Configuration options

logging

It is an array of logging destinations. No matter where the logging is sent to, these options are valid for all:

  • level: The log level to use. Valid options are OFF, ERROR, WARN, INFO, DEBUG and TRACE.
  • per-module: A map, setting log level overrides for specific modules (logging targets). This one is optional.
  • type: Specifies the type of logger destination. Some of them allow specifying other options.

The allowed types are:

  • stdout: The logs are sent to standard output. There are no additional options.
  • stderr: The logs are sent to standard error output. There are no additional options.
  • file: Logs are written to a file. The file is reopened every time a configuration is re-read (therefore every time the application gets SIGHUP), which makes it work with logrotate.
    • filename: The path to the file where to put the logs.
  • network: The application connects to a given host and port over TCP and sends logs there.
    • host: The hostname (or IP address) to connect to.
    • port: The port to use.
  • syslog: Sends the logs to syslog.

daemon

Influences how daemonization is done.

  • user: The user to become. Either a numeric ID or name. If not present, it doesn't change the user.
  • group: Similar as user, but with group.
  • pid_file: A pid file to write on startup. If not present, nothing is stored.
  • workdir: A working directory it'll switch into. If not set, defaults to /.

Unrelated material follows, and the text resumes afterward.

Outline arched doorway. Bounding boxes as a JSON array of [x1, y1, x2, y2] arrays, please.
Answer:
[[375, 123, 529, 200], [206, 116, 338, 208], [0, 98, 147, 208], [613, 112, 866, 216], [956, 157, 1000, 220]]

Multithreaded applications

As daemonization is done by using fork, you should start any threads after you initialize the spirit. Otherwise you'll lose the threads (and further bad things will happen).

Common patterns

TODO

Modules

helpers

Helpers for integrating common configuration patterns.

validation

Helpers for configuration validation.

Structs

Builder

The builder of Spirit.

Empty

A struct that may be used when either configuration or command line options are not needed.

InnerBody

A workaround type for Box<FnOnce() -> Result<(), Error>.

InvalidFileType

An error returned whenever the user passes something not a file nor a directory as configuration.

MissingEquals

An error returned when the user passes a key-value option without equal sign.

Spirit

The main manipulation handle/struct of the library.

SyslogError

This error can be returned when initialization of logging to syslog fails.

WrapBody

A wrapper around a body.

Functions

log_errors

A wrapper around a fallible function that logs any returned errors, with all the causes and optionally the backtrace.

Type Definitions

ArcSwap

An atomic storage for Arc.

SpiritInner

A type alias for a Spirit with configuration held inside.